Throughout my career, I have often pondered on the importance of design. Having the need to design at work, doesn't seem to detract from the question of asking why we need it in the first place.
Binary thinking doesn't help. You say, ok, without design, the world becomes very boring. Therefore, we need design. Problem solved right? The problem with answering questions by pure deduction is that the question itself requires a binary answer. For open-ended questions, binary answers are utterly useless.
The secret to design I think lies in our wanting to be surrounded by design. Anytime we visualize anything good in our minds, it's never boring and monotonous. The stuff of dreams is never only misty white or pure black because such dreams lack references to content. We would neither have nightmares nor wonderful dreams if that was all we dreamt.

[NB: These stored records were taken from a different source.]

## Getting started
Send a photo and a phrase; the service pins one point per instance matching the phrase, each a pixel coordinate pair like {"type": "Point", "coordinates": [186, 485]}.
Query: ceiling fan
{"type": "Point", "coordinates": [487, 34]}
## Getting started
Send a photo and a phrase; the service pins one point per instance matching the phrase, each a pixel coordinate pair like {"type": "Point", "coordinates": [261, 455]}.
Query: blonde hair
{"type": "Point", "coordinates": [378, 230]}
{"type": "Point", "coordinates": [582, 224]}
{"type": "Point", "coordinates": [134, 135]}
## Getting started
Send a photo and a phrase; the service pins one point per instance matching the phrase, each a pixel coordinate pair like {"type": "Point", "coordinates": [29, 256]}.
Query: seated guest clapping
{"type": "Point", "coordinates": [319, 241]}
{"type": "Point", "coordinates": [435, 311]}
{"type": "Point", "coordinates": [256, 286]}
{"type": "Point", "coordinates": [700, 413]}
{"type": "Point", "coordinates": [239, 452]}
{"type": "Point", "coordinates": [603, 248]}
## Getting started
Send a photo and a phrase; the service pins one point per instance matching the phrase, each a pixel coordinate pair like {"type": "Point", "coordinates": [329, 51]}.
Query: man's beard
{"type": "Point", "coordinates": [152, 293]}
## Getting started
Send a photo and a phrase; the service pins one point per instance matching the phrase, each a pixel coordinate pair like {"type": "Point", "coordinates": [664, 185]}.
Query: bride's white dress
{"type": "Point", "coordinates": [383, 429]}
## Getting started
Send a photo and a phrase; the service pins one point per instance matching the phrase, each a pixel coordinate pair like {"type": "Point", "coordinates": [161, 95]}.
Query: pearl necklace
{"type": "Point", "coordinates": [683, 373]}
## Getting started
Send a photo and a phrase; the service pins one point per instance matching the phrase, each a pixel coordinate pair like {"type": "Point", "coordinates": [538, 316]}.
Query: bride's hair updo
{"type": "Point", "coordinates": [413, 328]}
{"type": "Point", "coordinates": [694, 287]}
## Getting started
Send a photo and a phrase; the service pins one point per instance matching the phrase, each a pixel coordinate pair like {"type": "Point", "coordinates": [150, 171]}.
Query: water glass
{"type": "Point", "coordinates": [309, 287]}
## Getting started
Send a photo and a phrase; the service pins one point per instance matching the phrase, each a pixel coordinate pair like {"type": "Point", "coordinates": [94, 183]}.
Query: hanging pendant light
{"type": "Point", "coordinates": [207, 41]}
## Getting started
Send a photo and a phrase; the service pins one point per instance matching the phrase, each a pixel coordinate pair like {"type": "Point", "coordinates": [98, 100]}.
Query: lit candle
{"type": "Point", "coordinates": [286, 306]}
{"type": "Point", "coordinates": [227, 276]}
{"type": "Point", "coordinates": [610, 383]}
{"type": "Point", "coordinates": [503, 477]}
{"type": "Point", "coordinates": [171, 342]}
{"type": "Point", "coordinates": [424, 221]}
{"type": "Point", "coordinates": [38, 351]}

The importance of creating a place is what comes to mind. A place to sit and read. As is determined in architecture, there are guiding principles which can make a space into a place - proportions to look out for like the wall to ground proportions, the ratio of the windows and their spacing which create a sense of intimate volume, and key buzzwords like activation of the ground level interface.
Place is to plain space, like art is to everyday objects. This ability for transformation is the magic that makes something ordinary into something loved. Shouldn't everything strive to be loved? In our coming of age, our evolution from scarcity to abundance, the need for design is probably now the one thing that we can't escape and have less of an excuse to avoid.